Roman Gushchin (a Facebook software engineer) registry in Linux kernel development list, a set of patches to the slab controller memory mapping application (a memory controller).
The new controller is remarkable by moving slab accounting from the memory page level to the kernel object level, which makes it possible to share slab pages across different groups c, rather than allocating separate slab caches for each group c.
Roman found what he calls a "very serious flaw" in the existing slab memory controller that leads to low utilization these days with cgroups.
“The real reason why the existing layout leads to low slab utilization is simple: slab pages are used exclusively by a memory pool.
If there are only a few allocations of a certain size made by a cgroup, or if there are some active objects left after the cgroup is removed, or the cgroup contains a single threaded application that is barely allocating any kernel objects, but every time on a new CPU: in all these cases, the resulting slab utilization is very low.
If kmem accounting is disabled, the kernel can use free space on slab pages for other allocations. «
The proposed Slab memory controller by Romano Gushchin in the past year was quite promising as increases efficiency of the use of the slab, reduce the size of memory used for slab by 30-45% and significantly reduce total kernel memory consumption.

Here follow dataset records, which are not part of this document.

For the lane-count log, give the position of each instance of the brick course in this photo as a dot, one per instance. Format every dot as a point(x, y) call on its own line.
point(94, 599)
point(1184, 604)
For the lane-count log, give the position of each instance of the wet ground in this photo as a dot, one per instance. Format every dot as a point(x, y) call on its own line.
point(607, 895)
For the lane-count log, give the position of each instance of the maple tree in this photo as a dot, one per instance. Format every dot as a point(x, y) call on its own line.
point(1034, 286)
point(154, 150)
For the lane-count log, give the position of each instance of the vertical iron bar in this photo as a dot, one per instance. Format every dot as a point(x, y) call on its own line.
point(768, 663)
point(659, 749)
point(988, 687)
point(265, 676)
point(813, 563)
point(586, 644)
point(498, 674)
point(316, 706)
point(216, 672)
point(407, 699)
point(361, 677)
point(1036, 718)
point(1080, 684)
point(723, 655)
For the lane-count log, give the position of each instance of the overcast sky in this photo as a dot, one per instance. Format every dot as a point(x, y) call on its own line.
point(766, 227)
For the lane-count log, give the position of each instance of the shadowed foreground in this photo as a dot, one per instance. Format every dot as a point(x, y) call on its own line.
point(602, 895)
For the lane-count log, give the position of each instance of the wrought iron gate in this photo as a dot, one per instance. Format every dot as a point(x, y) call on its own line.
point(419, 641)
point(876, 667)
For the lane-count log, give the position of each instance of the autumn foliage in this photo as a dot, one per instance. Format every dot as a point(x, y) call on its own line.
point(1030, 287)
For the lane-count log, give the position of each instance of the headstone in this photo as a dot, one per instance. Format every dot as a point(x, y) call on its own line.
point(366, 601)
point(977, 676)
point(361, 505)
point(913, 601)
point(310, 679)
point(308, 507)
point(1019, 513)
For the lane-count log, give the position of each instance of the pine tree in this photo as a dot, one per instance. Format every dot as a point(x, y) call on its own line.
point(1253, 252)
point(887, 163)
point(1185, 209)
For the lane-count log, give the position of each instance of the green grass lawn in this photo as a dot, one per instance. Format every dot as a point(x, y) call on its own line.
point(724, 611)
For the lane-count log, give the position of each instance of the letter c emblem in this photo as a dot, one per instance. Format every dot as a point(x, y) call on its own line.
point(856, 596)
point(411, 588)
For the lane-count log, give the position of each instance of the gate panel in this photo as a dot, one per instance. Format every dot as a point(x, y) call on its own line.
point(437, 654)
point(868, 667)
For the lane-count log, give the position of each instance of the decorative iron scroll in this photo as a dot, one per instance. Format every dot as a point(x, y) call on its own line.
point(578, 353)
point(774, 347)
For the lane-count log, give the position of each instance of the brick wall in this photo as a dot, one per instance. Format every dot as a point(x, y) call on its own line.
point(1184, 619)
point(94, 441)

Also, the patches implemented have indicated that Facebook is already using the code in production on their servers and was saving ~ 650-700MB + for front-end web servers, database caching and DNS servers, among other awards.
By reducing the number of non-mobile slabs, a positive effect is also observed in the field of reducing memory fragmentation. New memory controller significantly simplifies code for accounting slab and does not require complicated algorithms for dynamic creation and deletion of slab caches for each group c.
All cgroups for memory in the new implementation use a common set of slab caches, and the lifespan of slab caches is no longer tied to the lifespan of memory constraints set through cgroup.
The more precise resource accounting implemented in the new slab controller should theoretically load the CPU more, but in practice the differences turned out to be negligible.
En particular, the new slab driver has been used for several months on Facebook servers in operation that handle different types of loads, and so far no significant regressions have been detected.
The patch contains a couple of semi-independent parts, which can also find their use outside of slab's memory controller:
- The Subpage Load API, which can be used in the future to count other objects that are not the size of a page, for example percpu allocations
- The mem_cgroup_ptr API, where pointers counted to a memcg, can be reused for efficient reparenting of other objects, for example pagecache.
At the same time, there is a significant decrease in memory consumption- On some hosts it was possible to save up to 1 GB of memory, but this indicator largely depends on the nature of the load, the total size of RAM, the amount of CPU and the characteristics of working with memory.
Instead of creating a separate set of kmem_caches for each memory cgroup, two global sets are used: the root set for uncounted and the root group cgroup assignments, and the second set for all other assignments. This allows simplifying lifetime management of individual kmem_caches.
Finally, if you are interested in knowing the new set of 19 patches it can be found in the list kernel mail.